それなのに「ミネルバⅡ」は無風だった昨日と同じ軌跡を描いている。誰もが、あの本田でさえも揺れていた水平飛行で翼はピシッと水平を保っている。風に押されて変形するはずの宙返りがコンパスで描いたように丸い。
「……魔法だ……人間業じゃ無い……だから、なのか……空の妖精ってのは……」
「(……風に対しての制御が早い……早すぎる……なぜ? 何故あんなに早く対処出来る?……)」
ここにも博美のフライトを見て驚愕している男がいる。
「(……乱れた姿勢を見せない……この風の中、減点する場所が無いって……)」
そう、この選手権で初めて博美の演技を見たジャッジだ。
普通は機体に影響が現れてから修正が始まる。ジャッジは自身の持つ経験で、それがされるのを見ているのだ。
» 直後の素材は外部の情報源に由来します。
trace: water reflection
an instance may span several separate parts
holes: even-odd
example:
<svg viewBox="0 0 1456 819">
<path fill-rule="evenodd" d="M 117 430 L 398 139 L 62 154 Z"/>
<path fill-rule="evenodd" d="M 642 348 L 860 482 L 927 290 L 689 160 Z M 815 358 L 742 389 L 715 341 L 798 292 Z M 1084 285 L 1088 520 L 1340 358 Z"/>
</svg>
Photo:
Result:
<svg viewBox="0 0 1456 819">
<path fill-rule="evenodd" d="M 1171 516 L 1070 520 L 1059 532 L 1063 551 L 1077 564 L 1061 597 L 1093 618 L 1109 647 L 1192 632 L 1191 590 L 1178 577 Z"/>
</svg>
そしてその修正が不足したり多すぎたり、または選手が気が付かずに修正しないのを見て減点をする。
なのに「ミネルバⅡ」は修正をしていない様に見えるのに、しっかり風の影響を殺していた。
「(……この風は……この風は幻か!……実際は風なんか吹いてないんじゃないのか……)」
彼の手は、風に飛ばされないように、しっかりジャッジペーパーを押さえていた。